The development, near Maidenhead, consisted entirely of social housing. The land was subject to a restrictive covenant prohibiting building in favour of neighbouring land owned by a children's cancer hospice. Millgate was in full knowledge of this restrictive covenant, but continued with the development regardless. Once the development was completed, it applied to the Upper Tribunal to have the restrictive covenant modified or discharged.

Unsurprisingly the Hospice contested the application, arguing that the development adversely affected their land and did not afford their patients the privacy and seclusion which had been intended when the hospice was built (some of the gardens on the development backed onto the hospice, and it could be clearly viewed from some of the new properties).

The Tribunal agreed with the Hospice that the covenant did indeed confer a substantial benefit on them in the form of the privacy and seclusion it afforded.
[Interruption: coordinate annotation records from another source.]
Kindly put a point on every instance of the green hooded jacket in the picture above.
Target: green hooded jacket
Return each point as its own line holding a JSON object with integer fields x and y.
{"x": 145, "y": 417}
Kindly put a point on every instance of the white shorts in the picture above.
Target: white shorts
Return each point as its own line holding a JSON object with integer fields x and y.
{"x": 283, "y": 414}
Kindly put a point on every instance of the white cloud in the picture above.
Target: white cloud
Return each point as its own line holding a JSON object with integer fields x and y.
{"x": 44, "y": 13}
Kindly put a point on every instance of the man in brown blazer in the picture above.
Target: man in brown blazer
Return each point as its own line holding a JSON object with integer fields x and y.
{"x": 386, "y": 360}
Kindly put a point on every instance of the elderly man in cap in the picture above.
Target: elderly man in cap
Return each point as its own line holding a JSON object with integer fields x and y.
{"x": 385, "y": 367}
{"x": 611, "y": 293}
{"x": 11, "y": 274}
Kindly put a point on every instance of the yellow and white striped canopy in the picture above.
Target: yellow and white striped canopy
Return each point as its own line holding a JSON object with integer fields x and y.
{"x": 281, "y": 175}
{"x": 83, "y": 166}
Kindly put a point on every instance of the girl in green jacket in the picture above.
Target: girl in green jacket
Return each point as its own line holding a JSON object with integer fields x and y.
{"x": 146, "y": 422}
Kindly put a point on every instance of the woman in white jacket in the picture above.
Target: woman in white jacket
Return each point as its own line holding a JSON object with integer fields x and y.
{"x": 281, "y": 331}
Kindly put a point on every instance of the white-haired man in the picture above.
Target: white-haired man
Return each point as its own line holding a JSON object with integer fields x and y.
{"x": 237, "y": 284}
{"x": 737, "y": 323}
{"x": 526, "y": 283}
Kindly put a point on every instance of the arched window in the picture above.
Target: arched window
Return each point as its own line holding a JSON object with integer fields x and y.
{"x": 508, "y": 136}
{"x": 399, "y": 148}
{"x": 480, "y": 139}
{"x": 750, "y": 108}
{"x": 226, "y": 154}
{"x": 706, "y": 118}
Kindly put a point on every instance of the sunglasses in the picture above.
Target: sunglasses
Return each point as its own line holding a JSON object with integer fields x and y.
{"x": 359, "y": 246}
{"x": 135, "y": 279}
Nevertheless, the Tribunal ruled in favour of Millgate. The overriding factor in its decision appeared to be public interest, specifically the need for social housing at a time when there was a housing shortage. It also noted that the development had already received planning permission (to which the Hospice had not objected at the time), and that this planning permission had been granted contrary to both the development plan and the green belt status of the land, suggesting that the public interest of social housing was also an influential factor for the planning inspectorate.

The final consideration of the Tribunal was whether the breach of covenant was capable of remedy via compensation. In this instance it considered it was, and awarded the Hospice £150,000 for the purpose of planting trees and other landscaping to afford the Hospice the privacy and seclusion the restrictive covenant had originally provided.

The Tribunal however made this decision with a word of warning – this should not be seen as permission for developers to "deliberately flout their legal obligations". Whilst the decision may represent a positive outcome for developers, the decision appears to have strongly turned on the fact that social housing was involved, and should be treated with caution rather than as a precedent for modifying or discharging restrictive covenants.